Clara Filipa Camarão
Clara Filipa Camarão (século XVII), indígena potiguara nascida na região do rio Potengi em Natal, destacou-se como figura proeminente durante o período das invasões holandesas em Pernambuco.
Sua atuação como líder militar durante os conflitos coloniais representa um importante capítulo na historiografia brasileira, especialmente no contexto da resistência indígena ao domínio europeu.

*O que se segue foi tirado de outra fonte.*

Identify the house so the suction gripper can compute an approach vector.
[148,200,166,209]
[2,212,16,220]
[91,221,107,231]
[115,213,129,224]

Em parceria com seu marido Filipe Camarão, Clara comandou um contingente de guerreiras indígenas em diversos embates estratégicos. Sua trajetória militar desafiou as convenções sociais da época,estabelecendo um precedente histórico significativo para a participação feminina em conflitos armados. O reconhecimento oficial de sua importância histórica, materializado através de sua inscrição no Livro dos Heróis e Heroínas da Pátria, consolida sua relevância no panteão de personalidades históricas brasileiras.
O legado histórico de Clara Camarão transcende sua participação nos conflitos coloniais, constituindo um importante símbolo de resistência e autonomia indígena.
Em Tejucupapo, Pernambuco, manifestações culturais contemporâneas preservam sua memória através de representações dramáticas que celebram o protagonismo feminino indígena. Sua narrativa histórica não apenas exemplifica a resistência aos processos coloniais, mas também destaca a importância fundamental das contribuições femininas e indígenas na construção do tecido social brasileiro.
Conclusão
O Dia Internacional da Mulher nos oferece uma oportunidade para destacar essas e tantas outras figuras que, com seus sonhos, lutas e conquistas, construíram alicerces fundamentais na história do país. Da música às ciências, da política ao trabalho social, das batalhas militares aos palcos internacionais, as mulheres brasileiras provaram ser agentes vitais de transformação e desenvolvimento. Conhecer e divulgar esses legados não apenas enriquece nossa compreensão do passado, mas também inspira novas gerações a persistirem na busca por igualdade e justiça.